Putin's Next Step: "Prepare Three Envelopes"

Anyone practicing amateur (or professional) Kremlinology must have been struck by an exchange published in the transcript of the Valdai discussion club. IMHO Putin's joke about leadership style explains why Yeltsin's chaos was blamed for Russia's problems; why there was an economic boom in the middle period; and finally why there is such uncertainlty about the future:
PIOTR DUTKIEWICZ: Which do you think are the three most important things you have achieved during your time in the Kremlin? Which three things did you not have enough time to do or were not able to do? And what are three pieces of advice that you would give your successor when you have your first meeting with him?

VLADIMIR PUTIN: On this account we have an old joke. When the head of a company or - let’s take a bigger picture - of a region, leaves his position, he gives his successor three envelopes and tells him the following: ‘Open the first envelope now, the second in two years, and the third just before you leave your position’. Upon opening the first envelope he reads: ‘Blame it all on me’. In two years he opens the second envelope which reads: ‘Promise everything’. And when he has six months left he opens the third envelope and reads: ‘Prepare three envelopes’. (Laughter). This story is relevant because our colleague has asked me to formulate three things three times right now.

I am not ready to state all of the most important things in all three spheres. But it is very obvious that we were able to strengthen Russian statehood. It seems to me that there is a great deal that can still be done in this field: to administratively and morally strengthen Russian statehood and establish more or less capable power and economic agencies.

The second achievement concerns the restoration of the Russian economy. We mentioned basic economic indicators. When I started working Russia’s gold and currency reserves amounted to 12 billion USD. Just this year they grew by 80 billion and total around 275 or 280 billion USD, I think. We had hyperinflation.

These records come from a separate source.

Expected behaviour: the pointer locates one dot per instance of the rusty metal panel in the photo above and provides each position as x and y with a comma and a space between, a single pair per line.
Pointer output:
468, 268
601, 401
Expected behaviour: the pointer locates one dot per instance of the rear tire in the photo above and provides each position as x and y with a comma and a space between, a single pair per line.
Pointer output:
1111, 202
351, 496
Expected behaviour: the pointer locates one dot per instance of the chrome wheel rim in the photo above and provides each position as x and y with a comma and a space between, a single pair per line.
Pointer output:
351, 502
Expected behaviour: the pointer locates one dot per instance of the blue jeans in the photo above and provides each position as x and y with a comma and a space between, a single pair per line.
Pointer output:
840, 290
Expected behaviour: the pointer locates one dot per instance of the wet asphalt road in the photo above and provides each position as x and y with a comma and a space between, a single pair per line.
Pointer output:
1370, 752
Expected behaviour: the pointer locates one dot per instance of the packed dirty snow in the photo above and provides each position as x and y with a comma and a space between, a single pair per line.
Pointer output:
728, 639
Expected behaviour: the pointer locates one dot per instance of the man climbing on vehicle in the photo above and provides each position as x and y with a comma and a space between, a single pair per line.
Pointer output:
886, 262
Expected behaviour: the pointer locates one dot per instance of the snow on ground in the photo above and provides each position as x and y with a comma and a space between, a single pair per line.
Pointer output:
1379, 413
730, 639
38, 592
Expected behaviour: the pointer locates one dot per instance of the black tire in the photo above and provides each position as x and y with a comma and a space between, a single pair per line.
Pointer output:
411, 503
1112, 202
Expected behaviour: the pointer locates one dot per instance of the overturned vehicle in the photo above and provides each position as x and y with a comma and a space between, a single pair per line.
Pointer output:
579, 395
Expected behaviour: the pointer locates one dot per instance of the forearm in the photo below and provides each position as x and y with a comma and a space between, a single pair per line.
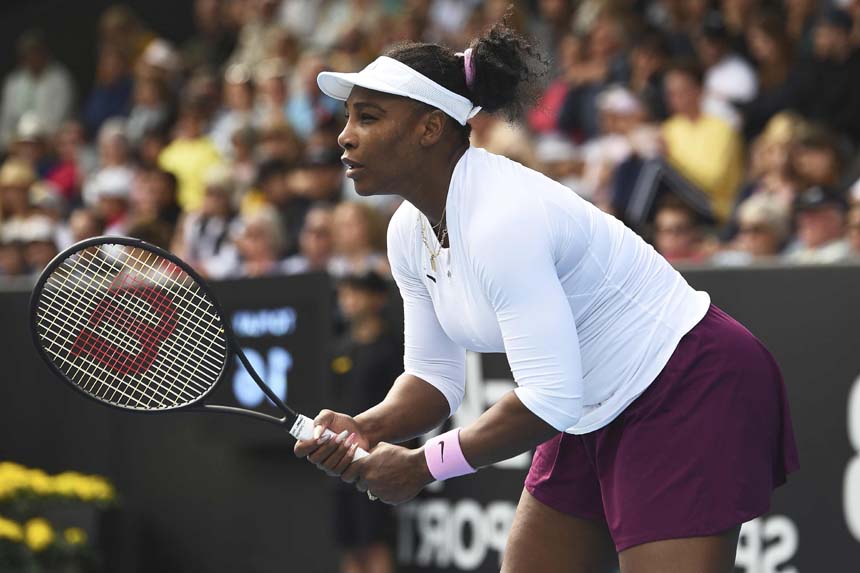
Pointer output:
412, 407
505, 430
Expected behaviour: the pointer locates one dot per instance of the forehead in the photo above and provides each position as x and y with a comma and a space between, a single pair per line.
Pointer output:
387, 102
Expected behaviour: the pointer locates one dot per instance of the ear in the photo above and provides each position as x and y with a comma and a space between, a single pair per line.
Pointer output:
432, 127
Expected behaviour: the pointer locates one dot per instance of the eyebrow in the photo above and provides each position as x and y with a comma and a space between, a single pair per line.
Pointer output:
363, 105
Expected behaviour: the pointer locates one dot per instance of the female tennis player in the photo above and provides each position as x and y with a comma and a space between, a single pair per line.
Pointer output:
660, 421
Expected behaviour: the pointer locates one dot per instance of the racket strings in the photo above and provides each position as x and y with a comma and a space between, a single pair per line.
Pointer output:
134, 304
137, 332
90, 384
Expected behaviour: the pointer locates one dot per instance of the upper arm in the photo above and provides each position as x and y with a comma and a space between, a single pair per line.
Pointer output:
515, 263
429, 353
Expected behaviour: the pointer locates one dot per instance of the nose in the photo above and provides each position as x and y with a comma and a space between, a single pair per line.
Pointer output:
347, 139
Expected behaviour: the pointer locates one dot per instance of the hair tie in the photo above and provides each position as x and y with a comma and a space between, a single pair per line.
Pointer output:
469, 67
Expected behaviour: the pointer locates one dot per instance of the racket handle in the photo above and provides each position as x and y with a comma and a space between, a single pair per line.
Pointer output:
303, 429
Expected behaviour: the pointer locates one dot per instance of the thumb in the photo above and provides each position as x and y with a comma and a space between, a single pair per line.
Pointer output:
323, 420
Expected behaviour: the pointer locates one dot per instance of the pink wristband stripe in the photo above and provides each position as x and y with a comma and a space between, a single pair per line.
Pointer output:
445, 457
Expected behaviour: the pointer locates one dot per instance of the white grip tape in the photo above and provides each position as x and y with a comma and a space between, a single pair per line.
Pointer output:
303, 429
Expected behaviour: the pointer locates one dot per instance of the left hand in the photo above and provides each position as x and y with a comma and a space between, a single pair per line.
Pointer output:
392, 473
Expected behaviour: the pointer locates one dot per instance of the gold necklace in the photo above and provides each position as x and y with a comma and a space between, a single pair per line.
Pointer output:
433, 255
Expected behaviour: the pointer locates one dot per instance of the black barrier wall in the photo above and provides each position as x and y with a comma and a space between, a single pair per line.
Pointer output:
208, 493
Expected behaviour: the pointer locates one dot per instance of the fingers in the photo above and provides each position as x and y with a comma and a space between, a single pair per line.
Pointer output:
335, 453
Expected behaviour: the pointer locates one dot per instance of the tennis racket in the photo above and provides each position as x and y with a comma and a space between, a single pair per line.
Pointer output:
133, 327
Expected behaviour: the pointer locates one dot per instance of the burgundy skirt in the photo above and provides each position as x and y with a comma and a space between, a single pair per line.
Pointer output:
699, 452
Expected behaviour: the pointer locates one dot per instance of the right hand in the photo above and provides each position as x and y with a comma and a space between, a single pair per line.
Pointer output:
332, 455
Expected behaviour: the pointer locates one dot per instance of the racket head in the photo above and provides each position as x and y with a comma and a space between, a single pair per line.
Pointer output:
129, 325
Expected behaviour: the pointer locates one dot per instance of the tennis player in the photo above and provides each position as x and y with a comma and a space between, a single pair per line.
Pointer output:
660, 422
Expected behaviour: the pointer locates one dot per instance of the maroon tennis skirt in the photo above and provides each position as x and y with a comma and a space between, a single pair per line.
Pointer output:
699, 452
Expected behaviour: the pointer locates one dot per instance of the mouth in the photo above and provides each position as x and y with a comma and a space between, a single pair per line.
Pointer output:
352, 167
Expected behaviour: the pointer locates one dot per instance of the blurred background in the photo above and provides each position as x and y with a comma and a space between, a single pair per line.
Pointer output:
725, 132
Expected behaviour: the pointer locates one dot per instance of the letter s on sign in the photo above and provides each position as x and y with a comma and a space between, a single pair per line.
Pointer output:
851, 487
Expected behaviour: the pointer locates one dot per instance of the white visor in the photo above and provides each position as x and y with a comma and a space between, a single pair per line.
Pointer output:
389, 76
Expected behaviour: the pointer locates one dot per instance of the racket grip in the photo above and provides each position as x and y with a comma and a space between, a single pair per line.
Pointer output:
303, 429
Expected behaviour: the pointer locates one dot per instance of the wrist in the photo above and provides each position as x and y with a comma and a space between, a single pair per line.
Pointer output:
419, 462
370, 428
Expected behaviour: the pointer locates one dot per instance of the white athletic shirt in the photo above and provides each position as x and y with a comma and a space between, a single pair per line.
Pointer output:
587, 312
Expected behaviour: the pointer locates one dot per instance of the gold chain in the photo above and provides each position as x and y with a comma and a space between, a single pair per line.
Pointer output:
434, 255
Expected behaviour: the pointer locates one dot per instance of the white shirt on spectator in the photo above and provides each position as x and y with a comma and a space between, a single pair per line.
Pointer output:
587, 312
49, 95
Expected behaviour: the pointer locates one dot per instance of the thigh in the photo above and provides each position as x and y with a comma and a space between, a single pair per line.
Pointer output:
711, 554
546, 540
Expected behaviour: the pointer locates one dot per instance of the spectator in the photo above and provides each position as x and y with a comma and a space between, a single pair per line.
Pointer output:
601, 61
111, 96
39, 84
764, 224
259, 22
108, 192
203, 237
113, 156
280, 141
119, 26
703, 148
771, 50
649, 57
239, 108
83, 223
39, 244
190, 154
271, 80
259, 245
550, 29
815, 159
769, 170
213, 42
74, 161
151, 107
367, 358
16, 178
624, 134
820, 214
31, 145
829, 84
677, 234
800, 21
359, 241
154, 199
274, 184
12, 263
308, 107
315, 243
543, 118
729, 79
854, 231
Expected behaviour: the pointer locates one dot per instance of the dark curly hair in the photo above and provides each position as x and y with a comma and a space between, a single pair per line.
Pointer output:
508, 69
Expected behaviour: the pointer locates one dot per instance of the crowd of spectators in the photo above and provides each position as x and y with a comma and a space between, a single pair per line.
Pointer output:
724, 131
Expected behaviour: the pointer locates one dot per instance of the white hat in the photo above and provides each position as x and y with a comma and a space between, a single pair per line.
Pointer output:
620, 100
387, 75
112, 182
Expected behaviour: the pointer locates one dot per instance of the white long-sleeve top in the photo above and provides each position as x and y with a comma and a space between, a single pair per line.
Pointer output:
586, 311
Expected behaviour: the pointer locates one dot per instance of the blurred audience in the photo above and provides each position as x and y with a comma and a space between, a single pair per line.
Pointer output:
696, 122
820, 217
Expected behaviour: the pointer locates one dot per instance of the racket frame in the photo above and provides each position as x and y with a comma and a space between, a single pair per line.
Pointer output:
290, 419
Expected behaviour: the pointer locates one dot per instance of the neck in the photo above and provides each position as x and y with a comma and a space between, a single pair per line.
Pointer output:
430, 194
366, 330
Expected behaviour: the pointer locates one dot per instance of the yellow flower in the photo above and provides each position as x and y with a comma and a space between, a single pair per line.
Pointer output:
10, 530
38, 533
75, 536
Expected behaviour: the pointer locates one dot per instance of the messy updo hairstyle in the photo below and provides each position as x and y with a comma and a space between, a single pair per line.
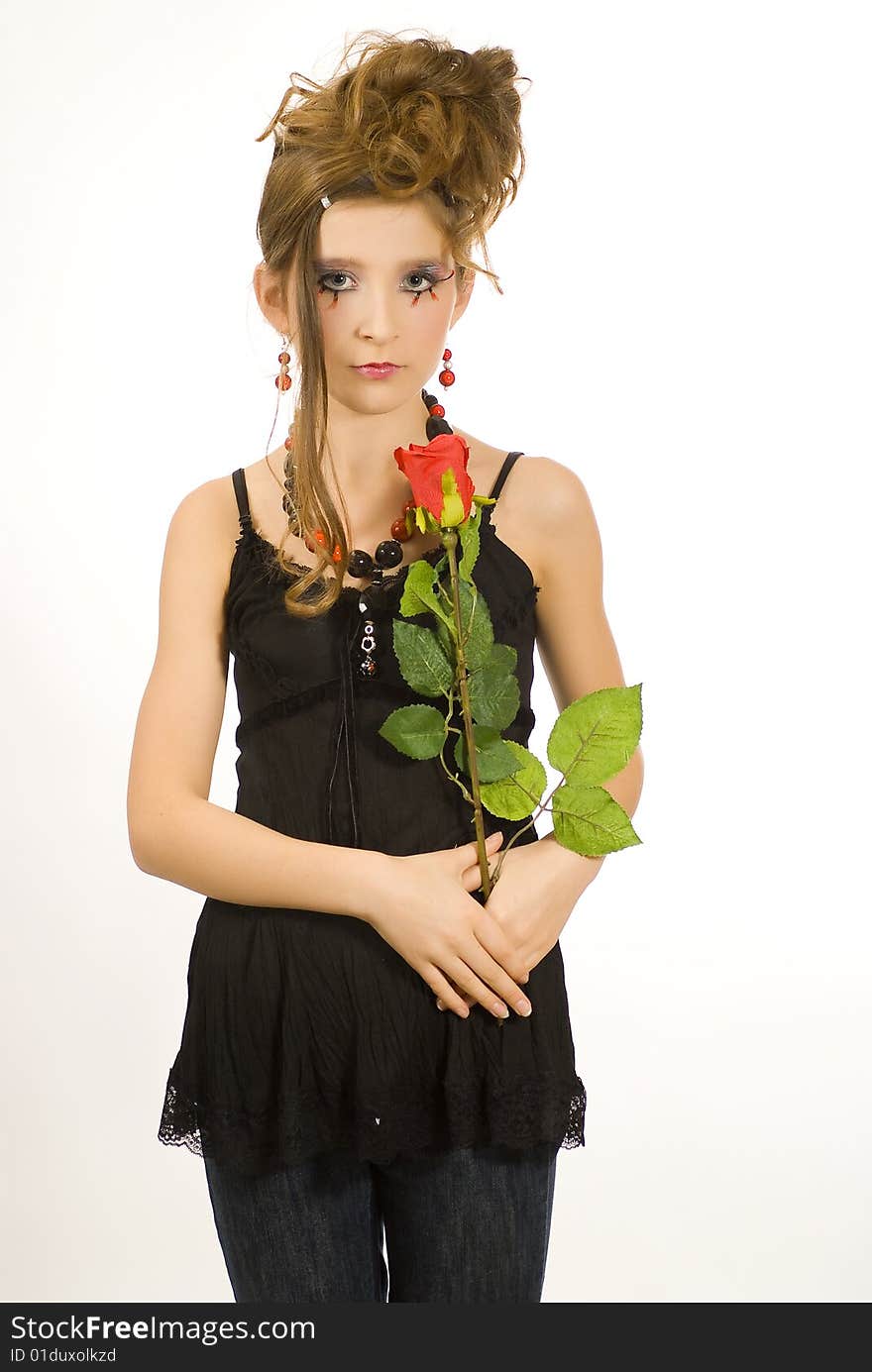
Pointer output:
411, 118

And though it remains high I think that this year we will achieve nine percent. And before it was 30 or more and even went off the scale, up to unknown levels.

We constantly held out our hand to all international financial organisations for credits. As you know, today we are not financing our main activities with money obtained from credit and we are also repaying our debts ahead of schedule. And just recently we paid back 22 billion USD that we owed. Now the ratio of our foreign debt to GDP is one of the best in Europe. On average over the last three years the economy has grown by seven percent. In the first six or seven months of 2006 it grew by 7.4 percent.

40 million Russian citizens lived below the poverty line. Today there is still quite a lot of poverty. But it is no longer 40 percent of citizens – I think it is somewhere around 20 percent. The number has been halved. And I think that before the end of 2008 this indicator will approach the general European level.

We have minimal unemployment, quite simply minimal unemployment. And I think that we have learned to be quite pragmatic, but not confrontational, when defending our interests in the international arena. In other words we strengthened the Russian Federation’s international position.

If asked to state briefly and from the top of my head, these are three basic things that I would classify as positive.

What would I have liked to do and what is still incomplete? I have already referred to lowering the number of citizens below the poverty line as an advantage but, at the same time, there are still large numbers of poor people. The average income is still too low. However, we understand that in order to maintain macroeconomic stability and the rate of economic growth we cannot lessen the numbers of poor people in a way that is harmful to macroeconomic stability. This is the first and most important thing.

The second is the fight against corruption. I think that this is one of the very significant negative things that we have to continue to fight against.

And the third – something we have already talked about with Mrs D’Encausse – is demography.

What must we do in the near future? Incidentally, it is impossible to talk about such things with certainty and I am very much at risk when I do so. But nevertheless I will talk about things on a general level. We need to continue developing our country’s political system. We need to establish a truly multiparty system, develop self-management and improve relations between the federal centre, the regions and the municipalities so that each level takes responsibility upon itself and is able to accomplish the tasks incumbent to it. And of course we must continue to diversify the economy and thereby create the conditions that will help us resolve social problems.